In response to a 'Does Wicket violate the DRY principle?' question, someone jokingly suggested the WET principal. For those of you who are not familiar with these two principals, DRY stands for 'Don't Repeat Yourself'; the newly suggested WET stands for 'Write Everything Twice'.

Seriously though, what in the world is going on with all these Java Web frameworks? It seems to me the quest for DRY is causing the creation of WAF ('Write Another Framework'). I recently counted fifty-five of them. FIFTY-FIVE! I would tend to think that I would be a bit confusing for the newcomers to the Java world. 'Let me see. Should I write my new web application in Java, using one of the 55 frameworks available, thus spending 7 weeks investigating which one to use.. Or wait....RUBY?'.

I don't know whether the aim is to stay DRY or go WET, what I'm sure of is NAF!

Wednesday, March 08, 2006

What makes a good software system?

Today I read a very good article partly about good programming practices. The article's content is broader than that, but what I got out of it was the latter.

In my opinion, what makes a good system is the coherence of small components that only know how to perform their own task without knowing not much, preferably nothing, about the big system. Similar to the infamous saying attributed to Einstein 'everything should be made as simple as possible, but not one bit simpler', maybe we can postulate 'components should be programmed to be as dumb as possible, but not one bit dumber'.

Another great concept to read about is John Conway's Game of Life. How amazing it is to see complex behaviour arising from a few simple rules.

Along the same lines, you may have also heard of Steven Wolfram's book A New Kind of Science.

Monday, March 06, 2006

Expertise

I read a perfect article about 'how to be an expert' today. And the most notable section of if was this quote from Dr. K. Anders Ericsson:

"For the superior performer the goal isn't just repeating the same thing again and again but achieving higher levels of control over every aspect of their performance. That's why they don't find practice boring. Each practice session they are working on doing something better than they did the last time."

I think what separates good coders from great ones is this little point: Great coders are never happy with what they know and the way they know how to do things.

Thursday, March 02, 2006

Spore

I just watched this video presentation of the video game Spore by Will Wright.

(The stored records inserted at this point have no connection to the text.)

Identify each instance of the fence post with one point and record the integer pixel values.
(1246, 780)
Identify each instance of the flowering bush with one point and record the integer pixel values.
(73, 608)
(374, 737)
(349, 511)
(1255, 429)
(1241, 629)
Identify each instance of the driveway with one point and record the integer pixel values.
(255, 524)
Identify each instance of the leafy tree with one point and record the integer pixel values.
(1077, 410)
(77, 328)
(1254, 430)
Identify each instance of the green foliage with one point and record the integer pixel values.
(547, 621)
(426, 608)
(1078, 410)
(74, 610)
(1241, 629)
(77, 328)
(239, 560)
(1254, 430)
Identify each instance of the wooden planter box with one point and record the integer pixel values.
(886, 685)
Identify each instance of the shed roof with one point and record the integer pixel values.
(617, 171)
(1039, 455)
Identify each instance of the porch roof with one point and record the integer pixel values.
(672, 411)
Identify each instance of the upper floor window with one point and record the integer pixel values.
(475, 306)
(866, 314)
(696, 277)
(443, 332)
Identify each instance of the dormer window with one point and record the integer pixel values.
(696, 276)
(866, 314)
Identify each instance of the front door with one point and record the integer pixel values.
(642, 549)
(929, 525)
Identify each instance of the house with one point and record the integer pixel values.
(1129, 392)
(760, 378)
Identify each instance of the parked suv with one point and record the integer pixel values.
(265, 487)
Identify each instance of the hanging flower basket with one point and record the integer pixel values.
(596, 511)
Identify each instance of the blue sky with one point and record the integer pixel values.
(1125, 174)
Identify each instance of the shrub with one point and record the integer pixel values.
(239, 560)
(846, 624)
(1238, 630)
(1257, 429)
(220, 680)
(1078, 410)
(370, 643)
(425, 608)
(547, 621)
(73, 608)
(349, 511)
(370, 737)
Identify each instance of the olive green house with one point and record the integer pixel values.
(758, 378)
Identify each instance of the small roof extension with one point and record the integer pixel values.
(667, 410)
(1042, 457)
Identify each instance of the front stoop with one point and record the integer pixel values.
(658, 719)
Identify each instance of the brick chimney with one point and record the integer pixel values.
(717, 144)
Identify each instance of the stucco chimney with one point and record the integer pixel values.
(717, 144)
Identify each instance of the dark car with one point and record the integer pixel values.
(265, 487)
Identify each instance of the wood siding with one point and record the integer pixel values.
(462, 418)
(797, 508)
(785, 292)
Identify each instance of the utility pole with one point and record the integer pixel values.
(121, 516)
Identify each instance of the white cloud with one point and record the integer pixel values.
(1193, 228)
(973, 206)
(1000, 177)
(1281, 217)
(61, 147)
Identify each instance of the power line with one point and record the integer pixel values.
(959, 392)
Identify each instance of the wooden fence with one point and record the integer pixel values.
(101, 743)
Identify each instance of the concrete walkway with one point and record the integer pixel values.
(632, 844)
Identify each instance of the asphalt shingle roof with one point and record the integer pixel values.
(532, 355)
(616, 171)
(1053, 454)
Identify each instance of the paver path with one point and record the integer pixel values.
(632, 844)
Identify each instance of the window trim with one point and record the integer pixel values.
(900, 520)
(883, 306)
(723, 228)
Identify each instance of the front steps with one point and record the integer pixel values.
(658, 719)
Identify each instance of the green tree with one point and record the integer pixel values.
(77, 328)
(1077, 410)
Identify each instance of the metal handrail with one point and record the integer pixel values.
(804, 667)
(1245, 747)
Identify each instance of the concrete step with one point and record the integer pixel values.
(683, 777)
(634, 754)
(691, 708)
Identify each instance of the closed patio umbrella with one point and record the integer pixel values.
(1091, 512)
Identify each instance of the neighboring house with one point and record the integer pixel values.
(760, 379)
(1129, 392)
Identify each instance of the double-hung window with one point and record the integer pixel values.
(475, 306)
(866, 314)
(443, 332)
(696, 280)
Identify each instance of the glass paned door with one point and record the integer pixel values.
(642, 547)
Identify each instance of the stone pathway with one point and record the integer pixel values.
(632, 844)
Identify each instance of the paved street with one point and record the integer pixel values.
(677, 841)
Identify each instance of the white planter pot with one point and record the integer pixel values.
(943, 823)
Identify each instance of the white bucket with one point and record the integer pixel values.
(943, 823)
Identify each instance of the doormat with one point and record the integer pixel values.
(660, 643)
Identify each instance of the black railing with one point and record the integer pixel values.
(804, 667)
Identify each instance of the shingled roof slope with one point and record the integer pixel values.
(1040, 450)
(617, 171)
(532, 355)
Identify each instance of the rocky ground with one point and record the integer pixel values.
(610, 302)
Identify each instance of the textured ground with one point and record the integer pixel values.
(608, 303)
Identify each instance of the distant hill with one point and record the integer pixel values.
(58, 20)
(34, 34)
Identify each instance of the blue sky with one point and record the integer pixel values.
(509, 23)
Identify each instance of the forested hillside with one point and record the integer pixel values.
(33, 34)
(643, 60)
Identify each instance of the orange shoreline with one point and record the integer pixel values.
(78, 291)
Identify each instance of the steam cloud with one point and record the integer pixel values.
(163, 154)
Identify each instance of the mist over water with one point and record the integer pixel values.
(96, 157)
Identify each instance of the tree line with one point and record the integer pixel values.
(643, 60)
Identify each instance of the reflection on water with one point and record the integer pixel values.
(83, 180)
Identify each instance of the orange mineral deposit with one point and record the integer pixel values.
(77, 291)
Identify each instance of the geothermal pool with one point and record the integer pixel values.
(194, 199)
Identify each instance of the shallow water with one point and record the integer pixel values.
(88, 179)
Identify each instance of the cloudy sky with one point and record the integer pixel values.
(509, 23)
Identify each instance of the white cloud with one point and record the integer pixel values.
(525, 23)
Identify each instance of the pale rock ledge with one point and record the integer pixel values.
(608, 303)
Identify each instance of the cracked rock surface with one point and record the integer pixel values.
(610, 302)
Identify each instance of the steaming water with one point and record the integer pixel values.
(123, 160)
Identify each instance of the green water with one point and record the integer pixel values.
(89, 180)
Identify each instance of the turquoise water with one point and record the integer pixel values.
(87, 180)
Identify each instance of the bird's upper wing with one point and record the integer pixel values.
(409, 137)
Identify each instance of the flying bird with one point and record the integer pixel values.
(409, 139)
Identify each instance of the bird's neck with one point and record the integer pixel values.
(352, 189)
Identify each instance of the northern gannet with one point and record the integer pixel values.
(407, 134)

I was quite impressed by it. You can get more information about Spore at their website.

Monday, January 02, 2006

First One

This is my first blog entry. A close friend of mine has been suggesting that I maintain a blog. So here it goes...

I am a software engineer. I use the web mostly to read about emerging technologies, frameworks, and to search for answers to help my debugging sessions.

One of the sites I recently became addicted to is Reddit. I am not addicted to it simply because I am curious about what other people are reading, but I always find there an interesting list of articles. I also think it's a geek-oriented list. So it suits me fine.

Lately I'm amazed about the Web 2.0 (or should I say WTF 2.0) hype. I see a lot of innovative solutions out there, but they are mostly showcasing extents of Ajax technology. I think the real winner of this new movement is JavaScript. Great libraries (prototype, script.aculo.us, etc) have emerged to help this bad boy of programming languages get a facelift. Why do I call Javascript a bad boy? Well, the answer is simple really. Ask any programmer friend you have what they think of javascript. And watch how many grimaces s/he makes before answering. Javascript is, or was, hell to write code in.

Other boosters of Javascript among coders have been Konfabulator and of course Mac OSX widgets.

Which language do I write most of my code in? Well, I use Java...But lately I started getting very annoyed with some of the things that have been going on in the Java world. But that's the subject of another blog.